Cumhuriyet’in ilk yıllarında, Anadolu’nun kırsalında filizlenen bir eğitim devrimi, Türkiye’nin modernleşme sürecine damgasını vurdu. Köy Enstitüleri, sadece bir öğretmen yetiştirme projesi değil, aynı zamanda köylünün bilimle, sanatla ve üretimle buluştuğu bir kalkınma hareketiydi. 17 Nisan 1940’ta yürürlüğe giren 3803 sayılı Köy Enstitüleri Kanunu, bu hareketin hukuki temelini oluşturdu.
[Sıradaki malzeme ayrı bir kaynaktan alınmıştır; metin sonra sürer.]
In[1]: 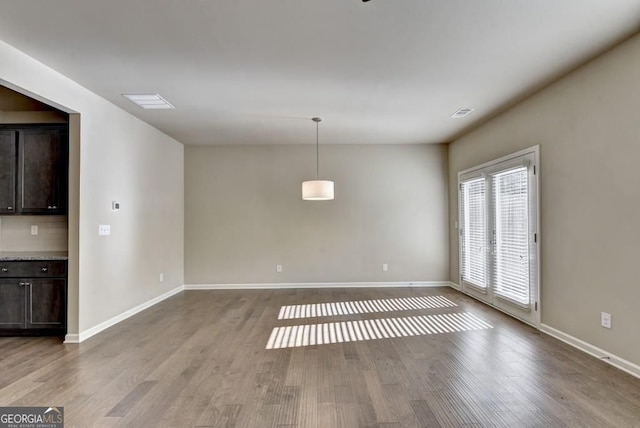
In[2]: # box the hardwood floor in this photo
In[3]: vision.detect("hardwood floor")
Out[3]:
[0,288,640,428]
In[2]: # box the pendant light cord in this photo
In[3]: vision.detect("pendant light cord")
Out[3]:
[316,121,320,180]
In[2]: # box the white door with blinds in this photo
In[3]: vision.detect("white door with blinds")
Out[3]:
[458,147,540,326]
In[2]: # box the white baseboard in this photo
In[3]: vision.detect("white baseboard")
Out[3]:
[64,285,184,343]
[540,324,640,378]
[449,281,462,291]
[184,281,449,290]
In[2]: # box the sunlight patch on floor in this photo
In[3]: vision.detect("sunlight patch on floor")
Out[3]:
[278,296,458,320]
[265,312,493,349]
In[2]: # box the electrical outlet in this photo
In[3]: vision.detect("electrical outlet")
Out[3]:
[600,312,611,329]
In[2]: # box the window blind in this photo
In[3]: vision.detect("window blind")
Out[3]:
[461,177,487,288]
[492,166,530,305]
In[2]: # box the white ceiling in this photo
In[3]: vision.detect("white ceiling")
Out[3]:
[0,0,640,144]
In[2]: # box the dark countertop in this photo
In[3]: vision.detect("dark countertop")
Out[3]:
[0,251,69,262]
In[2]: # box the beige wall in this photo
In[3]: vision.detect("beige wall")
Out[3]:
[449,32,640,364]
[0,42,184,334]
[185,145,449,284]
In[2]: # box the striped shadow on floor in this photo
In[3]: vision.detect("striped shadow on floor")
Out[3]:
[278,296,458,320]
[265,312,493,349]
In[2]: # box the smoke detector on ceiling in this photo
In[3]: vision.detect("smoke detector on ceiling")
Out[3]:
[451,108,473,119]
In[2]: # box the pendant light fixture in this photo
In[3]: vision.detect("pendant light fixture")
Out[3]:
[302,117,333,201]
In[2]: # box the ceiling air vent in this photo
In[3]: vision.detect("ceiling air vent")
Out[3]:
[122,94,175,110]
[451,108,473,119]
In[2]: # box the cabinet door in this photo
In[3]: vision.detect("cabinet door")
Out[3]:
[0,279,26,330]
[27,279,67,329]
[18,129,67,214]
[0,131,18,214]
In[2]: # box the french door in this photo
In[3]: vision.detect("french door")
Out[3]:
[458,146,540,327]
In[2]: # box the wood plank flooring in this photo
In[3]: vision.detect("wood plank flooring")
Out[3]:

Peki, bu enstitüler nasıl kuruldu, nasıl işledi ve neden kapatıldı? İşte belgesel tadında bir anlatı…
İçerik Başlıkları
Bir Devrin İhtiyacı: Köy Enstitülerinin Doğuşu
1930’lu yılların Türkiye’sinde nüfusun %80’i köylerde yaşıyordu, ancak köylerin yalnızca %2’sinde okul vardı. Okuma yazma oranı köylerde %6 civarındaydı. Bu tablo, Mustafa Kemal Atatürk’ün “asıl savaş cehalete karşı olacaktır” sözünü haklı çıkarıyordu. Köy Enstitüleri, işte bu cehaletle mücadele etmek ve köylüyü “kendi kendine yeten” bireyler haline getirmek amacıyla doğdu.
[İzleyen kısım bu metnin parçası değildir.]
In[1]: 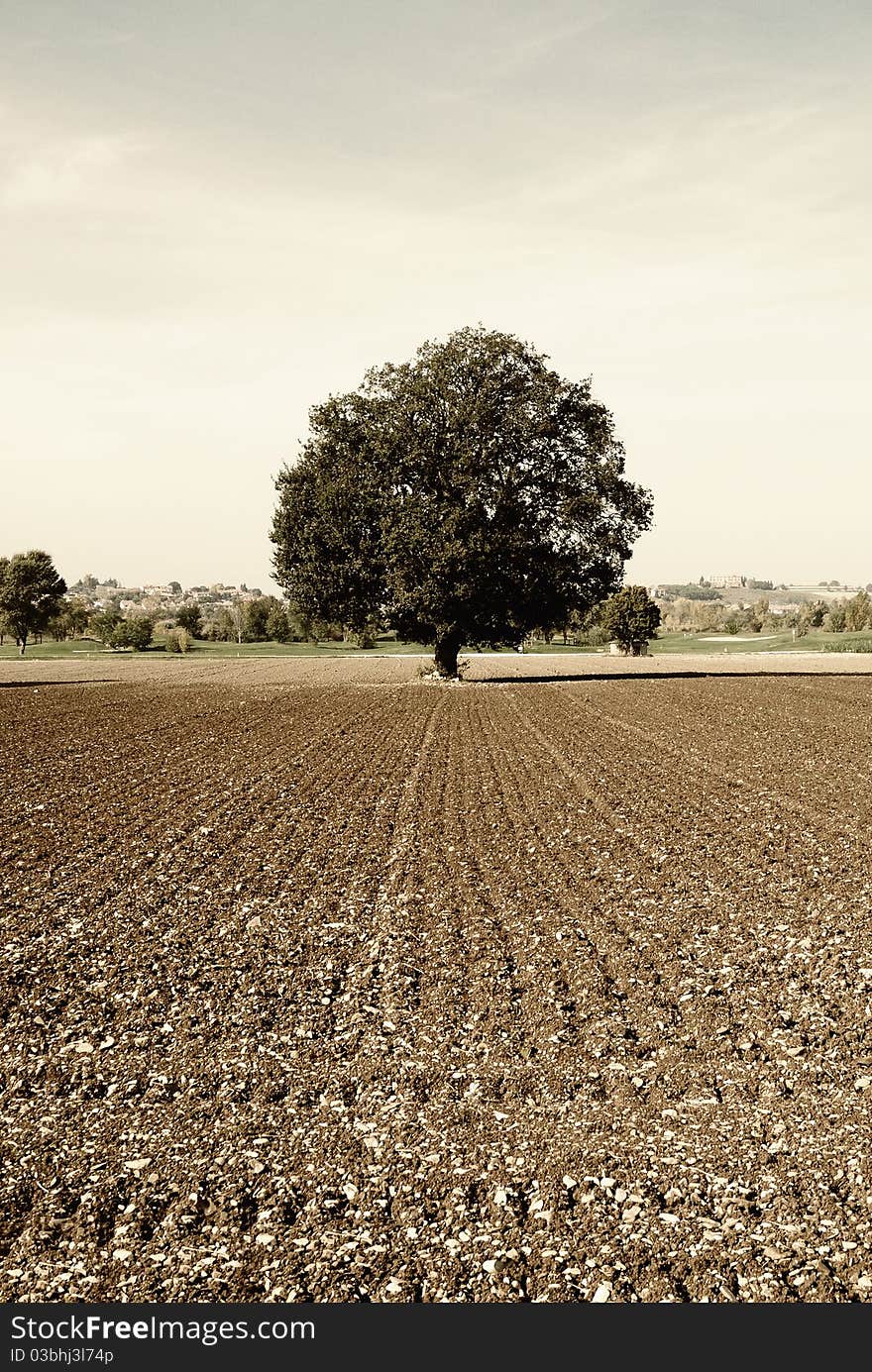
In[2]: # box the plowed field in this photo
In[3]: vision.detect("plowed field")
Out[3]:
[0,657,872,1302]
1936’da başlatılan “eğitmen projesi”, askerliğini çavuş veya onbaşı olarak yapmış gençlerin kısa süreli eğitimlerle köylere öğretmen olarak gönderilmesini öngörüyordu. Bu proje, 1940’ta Köy Enstitüleri Kanunu ile kalıcı bir modele dönüştü. Enstitüler, köy çocuklarını hem öğretmen hem de ziraatçı, marangoz, sağlıkçı olarak yetiştirecek; onları yeniden köylerine göndererek Anadolu’nun aydınlanmasını sağlayacaktı.
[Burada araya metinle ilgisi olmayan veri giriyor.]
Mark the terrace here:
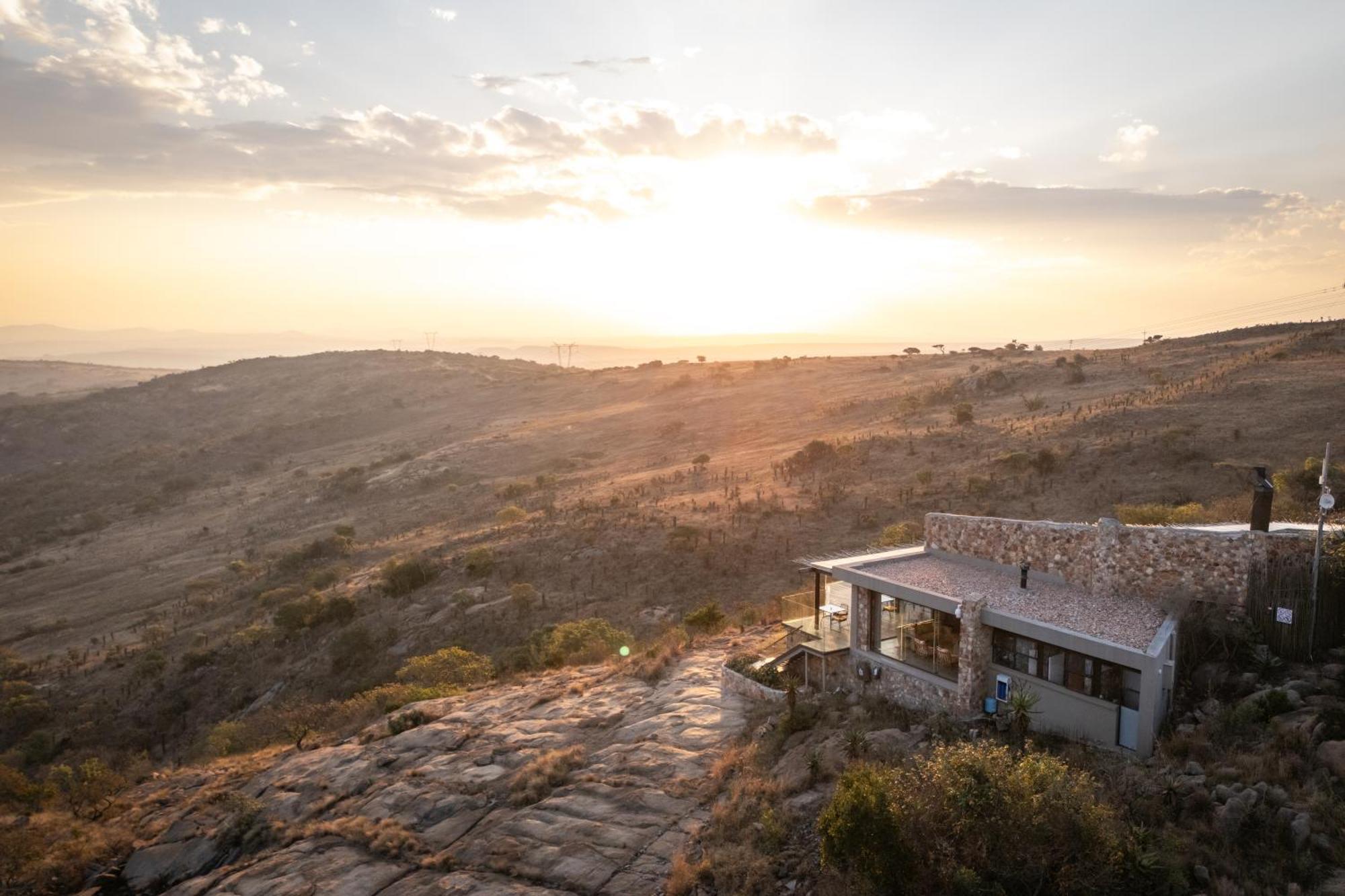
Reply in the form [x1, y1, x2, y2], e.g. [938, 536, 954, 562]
[780, 581, 851, 654]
“Yaparak Öğrenmek”: Enstitülerin Eğitim Modeli
Köy Enstitüleri, klasik eğitim anlayışının çok ötesinde bir sistemi benimsedi. Öğrenciler, ders kitaplarının yanı sıra tarlada, atölyede, inşaatta çalışarak öğrendi. Her enstitü, kendi elektriğini üretiyor, sebzesini yetiştiriyor, hatta binalarını inşa ediyordu. Örneğin, Hasanoğlan Köy Enstitüsü’nde öğrenciler, okulun amfisini kendi elleriyle yaptılar. Bu sistem, John Dewey’in “learning by doing” (yaparak öğrenme) felsefesinin canlı bir örneğiydi.
Ders programları sadece matematik ve Türkçe ile sınırlı değildi. Öğrenciler, mandolin çalmayı, tiyatro yapmayı, arıcılığı, hatta balıkçılığı öğreniyordu. Kız öğrenciler için dikiş, hemşirelik ve çocuk bakımı dersleri vardı. Enstitülerdeki kütüphaneler, dönemin en seçkin eserleriyle doluydu. Öyle ki, bir köy çocuğu Tolstoy’u, Hemingway’i okuyor; Beethoven dinliyordu.
21 Enstitü, 20 Bin Öğretmen
1940-1954 yılları arasında Türkiye’nin dört bir yanında 21 Köy Enstitüsü kuruldu. İşte o enstitülerden bazıları ve unutulmaz hikâyeleri:
-
Kızılçullu (İzmir): Bir Amerikan kolejinin binasında açıldı. Öğrenciler, Ege’nin bereketli topraklarında narenciye yetiştirmeyi öğrendi.
-
Hasanoğlan (Ankara): Yüksek Köy Enstitüsü burada kuruldu. Mezunları, köylerine döndüklerinde tarımda devrim yarattı.
-
Cılavuz (Kars): Kışın sıcak sohbetlerin yapıldığı, Doğu Anadolu’nun ilk aydınlık yüzü oldu.
-
Aksu (Antalya): Portakal bahçeleriyle çevrili bu enstitü, köy çocuklarına Akdeniz’in bereketini öğretti.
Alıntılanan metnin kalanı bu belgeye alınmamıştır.